I would like to know how OpenWrt gets the TX-Power value. It is given by the hardware, or defined by the developer in the firmware, or ...
These days I have worked with many Huawei HG556a routers to investigate and provide more information to the device page. But my surprise has been that four of them, all of the C model, get different value from TX-Power. Same firmware (17.01.4), same model, same configuration (default), but two get 20dBm and the other two get 30dBm.
The only difference are the serial numbers.
I do not understand why the same wlan chip (RT3062F in this case) gives different values in TX-Power.
It's an intersection of the hardware (including antenna characteristics), your configured regdom settings and additional regulatory hints provided by e.g. IEEE 802.11d (you must never exceed maximum txpower, so the lowest value wins).
Hardware capabilities, rf amp characteristics and antenna gain are a fixed value, stored in the calibration data (but it might differ between channels), just as well as the regdom value (country code) for the region the device was sold to.
OpenWrt's regulatory domain database is based on upstream's wireless-regdb project, which lists the necessary settings for 'all' countries around the world (again, different channels may use different power levels). The allowed settings are derived from the intersection of the hardware regdom settings, the configured region and hints received over the air via IEEE 802.11d.
I taked a look, a little "Cirilic" for me. I'm thinking about something more simple, like this:
Radio Transmit Power (dBm) – Loss from Cables & Connectors (dB) + Antenna Gain (dBi) = Output Power (dBm/W/mW)
But even in this case, if you have same hardware, same antenna, same country, same channel, same everything... Why do I obtain different values?
If hardware and running software (OpenWrt) are the same, the results 'should' be the same for a given channel - but it all depends on OTP calibration data (if one device was targetted at FCC, another at ETSI and the third at MKK markets).
That makes sense.

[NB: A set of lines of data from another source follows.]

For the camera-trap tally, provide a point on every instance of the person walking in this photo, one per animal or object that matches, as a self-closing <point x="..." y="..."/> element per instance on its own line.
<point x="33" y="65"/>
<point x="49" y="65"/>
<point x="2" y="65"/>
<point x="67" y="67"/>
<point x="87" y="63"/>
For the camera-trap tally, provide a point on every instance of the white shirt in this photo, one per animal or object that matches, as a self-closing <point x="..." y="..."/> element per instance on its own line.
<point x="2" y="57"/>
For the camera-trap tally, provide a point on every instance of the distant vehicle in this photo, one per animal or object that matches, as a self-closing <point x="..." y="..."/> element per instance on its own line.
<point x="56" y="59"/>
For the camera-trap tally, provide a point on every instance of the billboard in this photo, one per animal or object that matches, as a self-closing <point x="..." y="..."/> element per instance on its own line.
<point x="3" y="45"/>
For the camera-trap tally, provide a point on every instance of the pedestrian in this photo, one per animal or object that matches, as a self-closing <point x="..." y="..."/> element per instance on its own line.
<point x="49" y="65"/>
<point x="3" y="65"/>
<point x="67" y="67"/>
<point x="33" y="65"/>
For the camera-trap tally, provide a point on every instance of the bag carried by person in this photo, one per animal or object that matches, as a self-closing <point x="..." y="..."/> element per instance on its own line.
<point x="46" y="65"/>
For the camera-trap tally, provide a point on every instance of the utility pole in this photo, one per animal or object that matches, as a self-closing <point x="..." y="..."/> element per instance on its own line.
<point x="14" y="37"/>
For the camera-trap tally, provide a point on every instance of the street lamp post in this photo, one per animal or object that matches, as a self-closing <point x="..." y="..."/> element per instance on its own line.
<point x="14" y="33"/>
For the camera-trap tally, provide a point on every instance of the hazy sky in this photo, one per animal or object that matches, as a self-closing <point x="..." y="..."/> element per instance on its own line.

In fact, they do not have the same serial numbers, the calibration data may be different, even if the hardware is the same.
I'm going to change the calibration data and see what happens.
I will report.
I recommend against modifying the calibration data, aside from the legal implications, calibration data is really device specific and needs to offset production tolerances (for different channels, temperatures, etc.) - getting this wrong can have significant effects on signal quality and hitting the necessary frequencies exactly enough for the peer to connect to.
 read, this is plain illegal in most jurisdictions around the world, unless you hold a ham radio license and can certify the device yourself.
You don't need to trade with devices to sufficiently annoy commercial (licensed primary-) users of neighbouring frequencies, like cell phone providers, tv cable, (weather-) radars, etc. pp. to take legal action.